In a recent podcast, Stephen Colbert waxed philosophical on his network-necessary hiatus as he waits to begin his Late Show in the fall. Talking with his newly appointed band leader Jon Batiste - a jazz improv phenom - Colbert compared his own comedic improv art with that of the improv musician. The problem, Colbert explains, is that the instrument he plays is an audience, and the sound of his instrument is laughter. Which means right now he can do plenty of work - and there's lots to be done - but he can't really practice. "Until you're with an audience, you're not playing your instrument.
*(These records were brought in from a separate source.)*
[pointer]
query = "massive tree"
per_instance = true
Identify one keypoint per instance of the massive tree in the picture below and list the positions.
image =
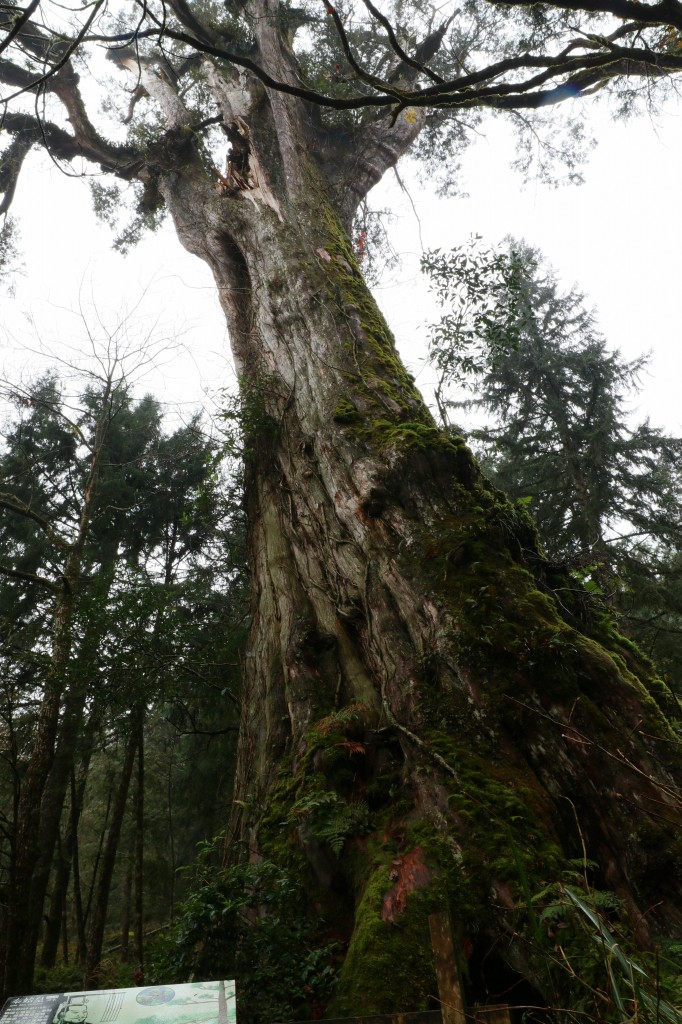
(431, 715)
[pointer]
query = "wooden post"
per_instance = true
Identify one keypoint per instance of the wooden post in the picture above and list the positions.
(448, 974)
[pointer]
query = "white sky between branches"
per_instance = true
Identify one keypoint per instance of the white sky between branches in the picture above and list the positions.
(614, 237)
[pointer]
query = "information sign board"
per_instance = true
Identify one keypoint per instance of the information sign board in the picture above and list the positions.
(200, 1003)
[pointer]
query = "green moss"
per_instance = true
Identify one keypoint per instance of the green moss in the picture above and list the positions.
(389, 966)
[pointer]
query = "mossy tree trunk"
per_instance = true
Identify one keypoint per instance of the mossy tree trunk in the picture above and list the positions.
(431, 716)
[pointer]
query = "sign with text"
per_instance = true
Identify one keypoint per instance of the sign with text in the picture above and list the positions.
(201, 1003)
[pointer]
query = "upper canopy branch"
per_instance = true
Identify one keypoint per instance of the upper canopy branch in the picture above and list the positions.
(666, 12)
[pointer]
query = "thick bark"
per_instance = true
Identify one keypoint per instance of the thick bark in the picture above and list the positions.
(28, 873)
(411, 650)
(499, 724)
(67, 853)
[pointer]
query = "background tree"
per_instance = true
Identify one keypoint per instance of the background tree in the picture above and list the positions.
(151, 523)
(425, 723)
(604, 493)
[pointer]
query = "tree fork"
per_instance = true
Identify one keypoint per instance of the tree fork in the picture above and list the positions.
(390, 578)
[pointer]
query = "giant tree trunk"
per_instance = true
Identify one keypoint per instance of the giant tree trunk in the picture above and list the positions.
(414, 662)
(495, 723)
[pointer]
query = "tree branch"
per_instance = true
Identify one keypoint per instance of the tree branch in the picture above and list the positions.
(14, 504)
(31, 578)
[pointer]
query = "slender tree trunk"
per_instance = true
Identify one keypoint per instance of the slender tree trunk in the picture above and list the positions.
(400, 601)
(69, 849)
(411, 652)
(54, 920)
(102, 885)
(138, 916)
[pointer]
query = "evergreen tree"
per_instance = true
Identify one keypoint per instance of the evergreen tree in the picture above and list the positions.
(425, 723)
(605, 493)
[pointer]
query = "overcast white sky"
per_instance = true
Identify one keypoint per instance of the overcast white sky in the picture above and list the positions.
(615, 237)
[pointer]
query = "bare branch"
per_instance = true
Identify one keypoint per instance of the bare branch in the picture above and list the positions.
(32, 578)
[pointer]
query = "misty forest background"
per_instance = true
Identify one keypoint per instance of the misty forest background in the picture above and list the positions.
(143, 518)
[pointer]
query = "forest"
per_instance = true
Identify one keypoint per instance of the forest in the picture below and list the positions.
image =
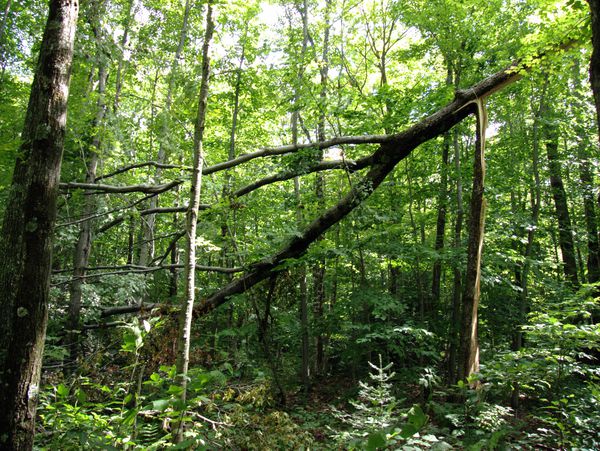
(299, 224)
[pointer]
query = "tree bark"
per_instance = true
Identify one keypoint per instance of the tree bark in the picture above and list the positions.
(319, 266)
(393, 149)
(565, 230)
(595, 61)
(454, 329)
(147, 245)
(586, 177)
(83, 248)
(183, 348)
(468, 355)
(26, 238)
(2, 31)
(303, 294)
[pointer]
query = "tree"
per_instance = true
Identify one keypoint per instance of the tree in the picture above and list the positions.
(595, 61)
(28, 227)
(187, 308)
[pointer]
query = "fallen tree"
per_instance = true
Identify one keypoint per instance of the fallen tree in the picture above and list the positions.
(392, 149)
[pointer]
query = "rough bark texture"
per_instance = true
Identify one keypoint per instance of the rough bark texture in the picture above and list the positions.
(81, 256)
(393, 149)
(26, 239)
(440, 227)
(565, 230)
(147, 245)
(595, 62)
(468, 353)
(183, 348)
(454, 329)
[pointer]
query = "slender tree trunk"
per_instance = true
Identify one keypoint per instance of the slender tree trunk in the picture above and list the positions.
(586, 177)
(468, 356)
(565, 231)
(83, 248)
(319, 267)
(440, 229)
(183, 351)
(303, 295)
(124, 41)
(595, 61)
(26, 237)
(147, 245)
(2, 31)
(455, 315)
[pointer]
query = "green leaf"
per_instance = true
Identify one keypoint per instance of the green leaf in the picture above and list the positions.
(62, 391)
(161, 404)
(376, 440)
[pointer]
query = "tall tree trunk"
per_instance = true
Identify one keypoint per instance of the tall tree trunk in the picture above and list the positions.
(183, 351)
(147, 244)
(586, 177)
(595, 61)
(26, 238)
(2, 31)
(123, 44)
(455, 315)
(319, 267)
(468, 355)
(303, 295)
(565, 231)
(440, 228)
(83, 248)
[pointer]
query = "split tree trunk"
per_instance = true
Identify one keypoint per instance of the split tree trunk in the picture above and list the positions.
(185, 334)
(26, 237)
(468, 355)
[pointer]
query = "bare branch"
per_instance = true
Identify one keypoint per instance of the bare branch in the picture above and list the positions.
(142, 165)
(148, 189)
(281, 150)
(321, 166)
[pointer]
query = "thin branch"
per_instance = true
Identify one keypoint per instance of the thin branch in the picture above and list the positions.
(289, 148)
(148, 189)
(142, 165)
(287, 175)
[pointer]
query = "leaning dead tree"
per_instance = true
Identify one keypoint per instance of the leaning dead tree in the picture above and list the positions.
(393, 149)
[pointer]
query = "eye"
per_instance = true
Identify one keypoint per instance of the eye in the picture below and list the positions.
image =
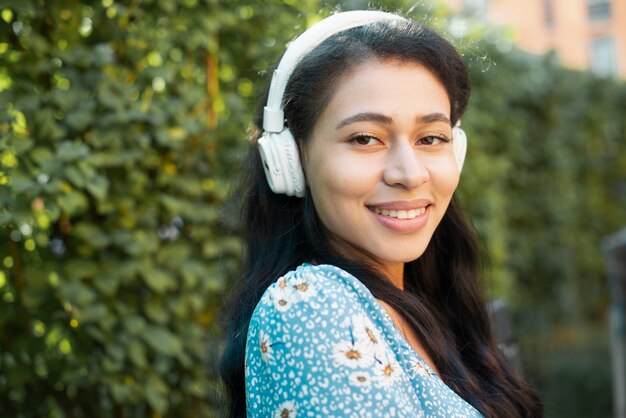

And so I don't necessarily know how to make the great leap to a new show until I'm sitting there with the people who matter the most to me..." And later, "it's all just theology - it's not religion."

Welcome to campus ministry in the summer.

So I've grown my Colbeard, and shaved it off. Like Colbert, I've gone off the grid, only to come back with an eager zeal just a couple months too soon. I'll be okay. I'll wait. Hit the beach. Continue praying and preparing. I'll set out each day to be present to God in the moment before me. I'll enjoy the ease of parking. And, for all the reasons Colbert names, I still won't be ready in the fall. But I'll be ready to not be ready. I'll learn to wait on the Lord.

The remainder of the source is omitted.